Sono artisti che ripensano alla Storia delle Arti e ritrovano il soggetto figurativo,che rileggono e rielaborano i miti mitologici e leggendari,che narrano e mostrano immagini riferite alla loro vita e ai loro interessi nella più completa libertà d'espressione. Si contrappone al puro materialismo delle tecniche moderne e post moderne,alla sperimentazione smodata recuperando la rappresentazione e il racconto. Dal 1980 il movimento transavanguardista trova un grande successo presso a critica e le opere vengono accolte in tutte le gallerie d'arte più importanti.
Dalla Biennale di Venezia,dove il movimento prese forma, fino al Metropolitan Museum di New york. Gli artisti della Transavanguardia sono Sandro Chia,Enzo Cucchi,Francesco Clemente,Mimmo Paladino e Nicola De Maria.Ognuno di questi artisti si accosta alla nuova tendenza attraverso proprie riflessioni e gusti personali rielaborando anche altri stili moderni attraverso un proprio filtro personale .

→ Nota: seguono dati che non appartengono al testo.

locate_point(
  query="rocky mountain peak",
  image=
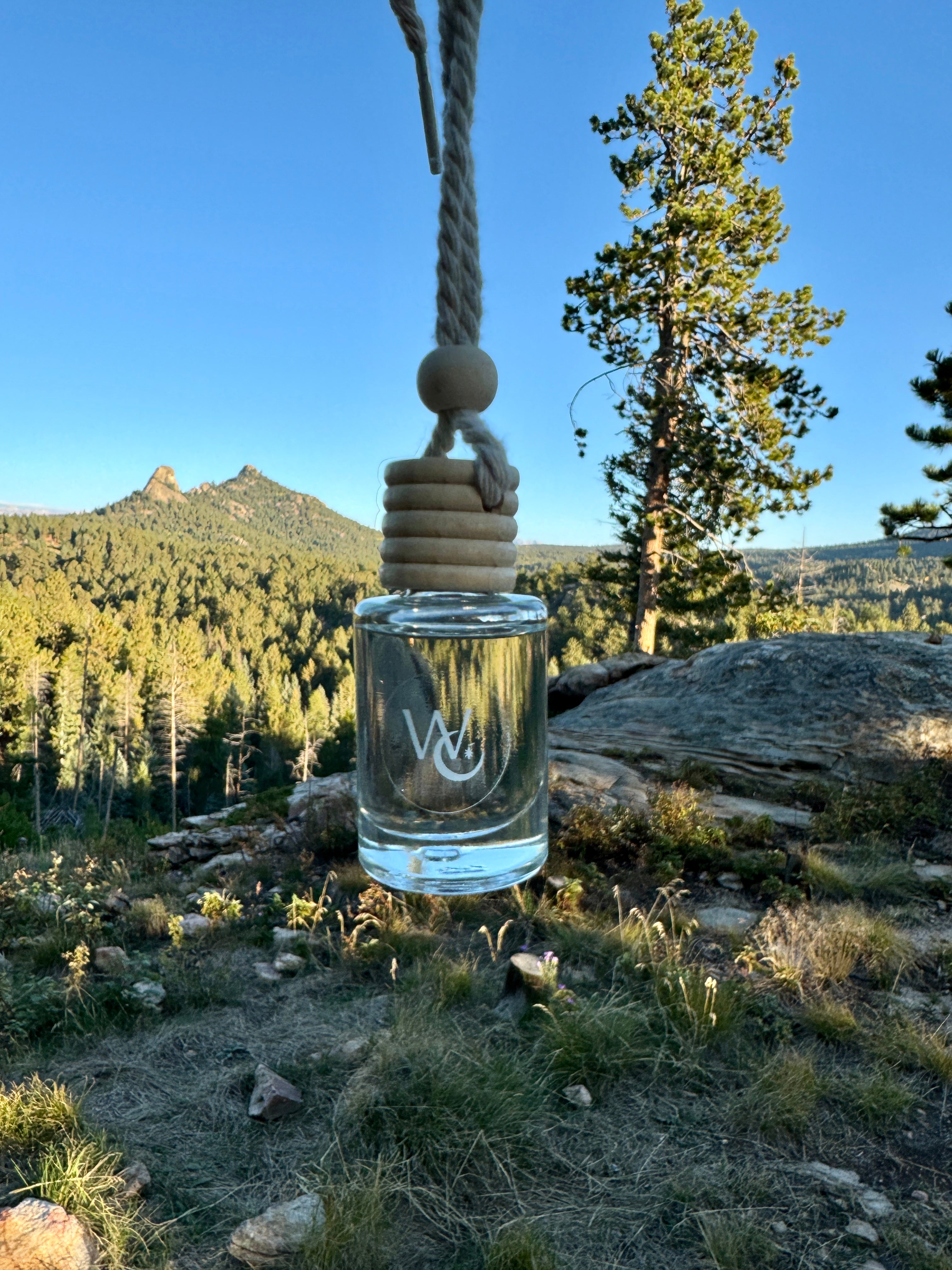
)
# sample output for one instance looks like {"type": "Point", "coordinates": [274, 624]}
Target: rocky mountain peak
{"type": "Point", "coordinates": [163, 487]}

Sandro Chia ,che è arrivato alla Transavanguardia dopo esperienze diverse,è assolutamente personale nella scelta dei colori forti e nella pennellata violenta ed espressiva,le sue creazioni si avvicinano alla Metafisica di De Chirico. In Mimmo Paladino,che è forse il più celebrato del gruppo,riaffiora una certa mitologia leggendaria fatta d'immagini oniriche che affonda le radici nell'arte di Picasso ,di Klee.